Search code examples
sqldjangodjango-modelsormdjango-queryset

Using Django ORM to query a Model with two FKs that are related through an unique_together constraint on a third Model


I am currently facing a challenge in creating a QuerySet that accurately represents the relationships within my Django models. I have a model equipped with two foreign keys, FK1 and FK2. These two foreign keys, when combined, create a tuple representing a classification (FK1, FK2 -> CLS.pk). This relationship is managed and represented through another model, where I store the records corresponding to these foreign keys and the resulting classification (FK1, FK2, CLS.pk).

Defining my question has been a challenge in itself, so I've tried to simplify the relationship to illustrate the core idea of what I'm attempting to achieve here.

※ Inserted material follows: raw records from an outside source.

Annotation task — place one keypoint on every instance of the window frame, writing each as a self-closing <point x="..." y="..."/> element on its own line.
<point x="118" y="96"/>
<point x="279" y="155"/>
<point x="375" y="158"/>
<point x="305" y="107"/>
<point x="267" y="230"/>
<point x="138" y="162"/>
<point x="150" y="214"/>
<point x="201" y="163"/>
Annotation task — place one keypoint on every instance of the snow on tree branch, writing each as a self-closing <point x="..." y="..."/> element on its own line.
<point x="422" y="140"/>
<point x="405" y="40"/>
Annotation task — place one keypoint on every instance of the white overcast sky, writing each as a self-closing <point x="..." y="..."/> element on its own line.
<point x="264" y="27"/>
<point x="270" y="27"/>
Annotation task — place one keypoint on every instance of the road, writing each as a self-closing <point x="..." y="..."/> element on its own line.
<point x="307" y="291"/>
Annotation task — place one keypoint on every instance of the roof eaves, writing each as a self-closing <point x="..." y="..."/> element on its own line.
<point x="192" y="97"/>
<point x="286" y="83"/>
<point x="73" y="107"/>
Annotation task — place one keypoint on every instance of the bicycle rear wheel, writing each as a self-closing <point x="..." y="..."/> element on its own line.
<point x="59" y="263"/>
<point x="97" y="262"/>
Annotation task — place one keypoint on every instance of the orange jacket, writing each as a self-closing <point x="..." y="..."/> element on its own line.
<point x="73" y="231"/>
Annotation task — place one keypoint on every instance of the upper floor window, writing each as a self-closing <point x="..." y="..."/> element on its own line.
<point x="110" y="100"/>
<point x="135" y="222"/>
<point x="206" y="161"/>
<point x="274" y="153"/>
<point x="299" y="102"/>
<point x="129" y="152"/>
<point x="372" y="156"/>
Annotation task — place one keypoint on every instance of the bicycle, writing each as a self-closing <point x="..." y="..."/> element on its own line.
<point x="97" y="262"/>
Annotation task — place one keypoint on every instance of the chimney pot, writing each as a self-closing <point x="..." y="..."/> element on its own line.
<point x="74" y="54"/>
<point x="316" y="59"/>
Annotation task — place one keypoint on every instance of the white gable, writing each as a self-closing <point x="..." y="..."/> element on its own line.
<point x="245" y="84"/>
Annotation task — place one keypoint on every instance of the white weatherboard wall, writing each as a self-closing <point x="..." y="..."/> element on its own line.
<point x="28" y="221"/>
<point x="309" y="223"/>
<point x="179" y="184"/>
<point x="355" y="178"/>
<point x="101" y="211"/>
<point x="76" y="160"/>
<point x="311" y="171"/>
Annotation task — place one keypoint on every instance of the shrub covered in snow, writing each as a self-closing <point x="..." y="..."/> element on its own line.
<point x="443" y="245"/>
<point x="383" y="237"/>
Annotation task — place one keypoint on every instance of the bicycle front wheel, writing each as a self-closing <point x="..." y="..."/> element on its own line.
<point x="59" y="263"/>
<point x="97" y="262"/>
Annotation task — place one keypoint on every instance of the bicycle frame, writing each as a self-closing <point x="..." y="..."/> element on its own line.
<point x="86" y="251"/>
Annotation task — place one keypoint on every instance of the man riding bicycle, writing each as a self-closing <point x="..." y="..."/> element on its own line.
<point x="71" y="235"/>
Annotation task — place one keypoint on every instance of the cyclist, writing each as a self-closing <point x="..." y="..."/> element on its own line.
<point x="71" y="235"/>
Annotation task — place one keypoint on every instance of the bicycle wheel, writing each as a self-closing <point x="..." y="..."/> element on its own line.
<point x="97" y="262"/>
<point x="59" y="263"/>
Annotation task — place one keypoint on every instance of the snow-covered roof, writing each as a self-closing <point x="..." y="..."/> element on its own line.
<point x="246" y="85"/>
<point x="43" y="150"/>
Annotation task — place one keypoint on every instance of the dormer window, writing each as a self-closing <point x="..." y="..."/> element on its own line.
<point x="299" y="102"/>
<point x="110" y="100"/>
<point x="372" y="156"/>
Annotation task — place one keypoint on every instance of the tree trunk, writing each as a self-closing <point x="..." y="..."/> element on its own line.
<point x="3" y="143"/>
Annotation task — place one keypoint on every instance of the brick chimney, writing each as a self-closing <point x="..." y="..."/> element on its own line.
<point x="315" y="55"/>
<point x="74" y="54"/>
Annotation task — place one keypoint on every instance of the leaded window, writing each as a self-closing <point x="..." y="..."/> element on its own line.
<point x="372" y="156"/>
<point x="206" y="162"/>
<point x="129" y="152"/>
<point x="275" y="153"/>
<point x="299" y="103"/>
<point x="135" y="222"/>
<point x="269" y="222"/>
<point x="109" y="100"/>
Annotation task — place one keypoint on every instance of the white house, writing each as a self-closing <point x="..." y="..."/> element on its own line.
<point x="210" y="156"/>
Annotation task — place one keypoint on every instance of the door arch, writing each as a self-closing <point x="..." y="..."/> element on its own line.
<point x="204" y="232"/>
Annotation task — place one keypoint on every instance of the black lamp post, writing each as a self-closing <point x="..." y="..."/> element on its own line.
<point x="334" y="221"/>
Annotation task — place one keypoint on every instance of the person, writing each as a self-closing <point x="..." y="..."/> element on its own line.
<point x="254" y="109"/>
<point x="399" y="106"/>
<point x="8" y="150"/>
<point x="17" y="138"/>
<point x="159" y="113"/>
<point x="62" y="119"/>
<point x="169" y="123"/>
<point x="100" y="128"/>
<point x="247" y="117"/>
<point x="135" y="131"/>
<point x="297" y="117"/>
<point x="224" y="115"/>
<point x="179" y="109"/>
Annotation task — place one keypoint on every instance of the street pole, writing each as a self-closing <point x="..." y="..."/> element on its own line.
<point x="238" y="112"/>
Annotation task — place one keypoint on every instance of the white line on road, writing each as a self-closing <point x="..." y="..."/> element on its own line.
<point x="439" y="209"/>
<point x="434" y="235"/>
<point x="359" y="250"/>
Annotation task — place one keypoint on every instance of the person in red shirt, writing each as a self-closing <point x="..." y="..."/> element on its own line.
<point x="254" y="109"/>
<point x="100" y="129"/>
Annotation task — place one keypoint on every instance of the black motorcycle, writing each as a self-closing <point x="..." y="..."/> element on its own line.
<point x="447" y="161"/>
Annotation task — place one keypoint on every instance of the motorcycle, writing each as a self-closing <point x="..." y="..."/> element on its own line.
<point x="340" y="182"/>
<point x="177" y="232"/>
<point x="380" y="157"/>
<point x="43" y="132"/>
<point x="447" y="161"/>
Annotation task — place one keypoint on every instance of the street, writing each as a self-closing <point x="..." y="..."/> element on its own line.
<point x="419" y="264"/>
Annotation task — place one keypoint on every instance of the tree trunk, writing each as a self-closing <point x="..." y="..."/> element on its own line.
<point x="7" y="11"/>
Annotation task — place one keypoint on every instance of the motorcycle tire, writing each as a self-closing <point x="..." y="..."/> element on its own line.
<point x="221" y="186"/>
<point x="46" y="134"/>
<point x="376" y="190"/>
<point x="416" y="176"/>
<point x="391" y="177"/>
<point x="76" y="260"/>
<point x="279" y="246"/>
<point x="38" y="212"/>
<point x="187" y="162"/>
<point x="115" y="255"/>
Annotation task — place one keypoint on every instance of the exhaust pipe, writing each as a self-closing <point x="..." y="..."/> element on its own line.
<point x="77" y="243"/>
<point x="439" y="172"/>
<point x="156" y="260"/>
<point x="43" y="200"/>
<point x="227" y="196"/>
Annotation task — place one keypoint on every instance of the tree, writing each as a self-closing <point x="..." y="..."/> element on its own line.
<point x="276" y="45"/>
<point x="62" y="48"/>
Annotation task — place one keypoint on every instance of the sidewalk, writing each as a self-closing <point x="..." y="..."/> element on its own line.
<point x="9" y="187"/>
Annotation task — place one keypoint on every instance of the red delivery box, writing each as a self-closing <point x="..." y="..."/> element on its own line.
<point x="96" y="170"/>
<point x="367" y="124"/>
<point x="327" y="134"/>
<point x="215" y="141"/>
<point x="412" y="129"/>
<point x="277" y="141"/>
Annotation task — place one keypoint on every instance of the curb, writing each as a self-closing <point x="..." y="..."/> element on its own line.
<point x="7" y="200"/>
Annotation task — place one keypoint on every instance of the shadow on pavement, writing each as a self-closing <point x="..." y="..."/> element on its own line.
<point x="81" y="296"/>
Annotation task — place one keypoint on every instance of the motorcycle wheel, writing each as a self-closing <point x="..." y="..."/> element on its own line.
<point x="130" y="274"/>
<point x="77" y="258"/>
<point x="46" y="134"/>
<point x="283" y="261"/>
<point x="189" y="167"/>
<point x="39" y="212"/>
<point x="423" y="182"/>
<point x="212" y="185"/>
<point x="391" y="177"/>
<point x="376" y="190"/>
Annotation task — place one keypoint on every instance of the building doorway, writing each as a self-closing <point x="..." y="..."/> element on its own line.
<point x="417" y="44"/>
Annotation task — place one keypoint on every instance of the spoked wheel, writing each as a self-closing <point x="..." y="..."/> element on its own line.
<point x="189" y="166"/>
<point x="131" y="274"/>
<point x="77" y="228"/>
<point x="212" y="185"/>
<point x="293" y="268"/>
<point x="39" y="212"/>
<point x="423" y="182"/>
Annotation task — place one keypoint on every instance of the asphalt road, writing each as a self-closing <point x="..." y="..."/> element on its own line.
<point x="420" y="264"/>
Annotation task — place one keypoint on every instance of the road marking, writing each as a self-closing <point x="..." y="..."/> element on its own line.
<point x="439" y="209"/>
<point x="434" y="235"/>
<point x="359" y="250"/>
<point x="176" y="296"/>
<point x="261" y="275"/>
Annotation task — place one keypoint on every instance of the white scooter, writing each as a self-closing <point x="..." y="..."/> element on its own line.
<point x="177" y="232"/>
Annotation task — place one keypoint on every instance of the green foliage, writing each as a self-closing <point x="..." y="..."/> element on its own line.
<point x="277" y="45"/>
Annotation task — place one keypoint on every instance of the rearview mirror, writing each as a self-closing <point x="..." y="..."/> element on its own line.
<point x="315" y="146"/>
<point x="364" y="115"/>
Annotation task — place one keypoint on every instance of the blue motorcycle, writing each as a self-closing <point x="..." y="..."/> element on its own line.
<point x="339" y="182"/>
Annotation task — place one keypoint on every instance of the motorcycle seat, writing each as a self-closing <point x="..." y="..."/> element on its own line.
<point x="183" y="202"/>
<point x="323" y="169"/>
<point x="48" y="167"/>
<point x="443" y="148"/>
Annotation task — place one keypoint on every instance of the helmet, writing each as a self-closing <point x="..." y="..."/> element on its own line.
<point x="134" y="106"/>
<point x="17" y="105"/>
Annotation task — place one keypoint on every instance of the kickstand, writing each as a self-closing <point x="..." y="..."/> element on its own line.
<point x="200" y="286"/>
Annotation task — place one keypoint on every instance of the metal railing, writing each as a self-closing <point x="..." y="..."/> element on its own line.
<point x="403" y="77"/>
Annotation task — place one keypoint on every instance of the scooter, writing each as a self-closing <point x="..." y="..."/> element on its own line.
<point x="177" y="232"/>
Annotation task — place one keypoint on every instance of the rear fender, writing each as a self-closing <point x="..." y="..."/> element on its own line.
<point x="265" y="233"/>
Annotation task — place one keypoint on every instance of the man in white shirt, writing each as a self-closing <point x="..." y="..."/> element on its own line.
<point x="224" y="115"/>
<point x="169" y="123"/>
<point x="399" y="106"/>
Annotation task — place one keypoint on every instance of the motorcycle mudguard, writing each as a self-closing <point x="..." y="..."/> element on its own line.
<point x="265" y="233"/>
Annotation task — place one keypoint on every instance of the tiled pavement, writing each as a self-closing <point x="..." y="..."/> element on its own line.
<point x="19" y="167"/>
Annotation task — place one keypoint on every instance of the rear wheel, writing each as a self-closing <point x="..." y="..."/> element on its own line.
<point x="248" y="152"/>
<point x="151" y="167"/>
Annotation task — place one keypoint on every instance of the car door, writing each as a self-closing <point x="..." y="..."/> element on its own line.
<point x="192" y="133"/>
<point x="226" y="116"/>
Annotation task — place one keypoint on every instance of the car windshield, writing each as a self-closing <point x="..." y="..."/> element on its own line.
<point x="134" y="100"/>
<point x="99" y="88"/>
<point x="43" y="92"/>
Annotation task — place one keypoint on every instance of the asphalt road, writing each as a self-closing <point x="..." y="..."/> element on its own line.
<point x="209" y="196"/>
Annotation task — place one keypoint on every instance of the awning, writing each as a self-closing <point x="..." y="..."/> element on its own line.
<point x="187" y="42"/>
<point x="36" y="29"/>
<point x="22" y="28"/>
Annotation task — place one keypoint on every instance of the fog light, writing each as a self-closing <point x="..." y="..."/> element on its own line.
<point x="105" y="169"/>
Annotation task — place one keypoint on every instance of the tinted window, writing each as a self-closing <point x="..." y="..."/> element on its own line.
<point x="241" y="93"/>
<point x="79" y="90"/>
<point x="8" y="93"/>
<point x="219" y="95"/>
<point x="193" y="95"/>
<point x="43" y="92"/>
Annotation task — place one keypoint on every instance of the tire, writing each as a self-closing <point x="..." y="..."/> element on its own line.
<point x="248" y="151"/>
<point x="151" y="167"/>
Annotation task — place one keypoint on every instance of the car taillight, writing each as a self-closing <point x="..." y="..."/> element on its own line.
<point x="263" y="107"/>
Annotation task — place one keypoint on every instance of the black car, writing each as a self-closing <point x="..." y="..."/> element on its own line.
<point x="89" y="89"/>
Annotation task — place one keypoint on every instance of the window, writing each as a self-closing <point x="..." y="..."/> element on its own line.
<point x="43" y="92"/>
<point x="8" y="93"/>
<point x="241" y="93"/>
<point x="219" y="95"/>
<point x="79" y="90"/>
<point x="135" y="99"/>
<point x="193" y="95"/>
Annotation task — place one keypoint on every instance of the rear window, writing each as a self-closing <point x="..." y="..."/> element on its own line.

class Event(models.Model):
    value = models.DecimalField(decimal_places=2, max_digits=11, default=0.0)
    event_date = models.DateField()
    local = models.ForeignKey(Local, on_delete=models.CASCADE, related_name='event_set')
    origin = models.ForeignKey(Origin, on_delete=models.CASCADE, related_name='event_set')

    class Meta:
        db_table = 'db_event'
        
class Local(models.Model):
    name = models.CharField(max_length=100, unique=True)

    class Meta:
        db_table = 'db_local'
        
class Origin(models.Model):
    name = models.CharField(max_length=100, unique=True)

    class Meta:
        db_table = 'db_origin'
        
class Classification(models.Model):
    name = models.CharField(max_length=100, unique=True)

    class Meta:
        db_table = 'db_classification'
        
class ClassificationPerOriginAndLocal(models.Model):
    local = models.ForeignKey(Local, on_delete=models.CASCADE, related_name='classification_related_set')
    origin = models.ForeignKey(Origin, on_delete=models.CASCADE, related_name='classification_related_set')
    classification = models.ForeignKey(Classification, on_delete=models.CASCADE, related_name='classification_related_set')
    
    class Meta:
        db_table = 'db_classification_per_origin_and_local'
        unique_together = ('local', 'origin',)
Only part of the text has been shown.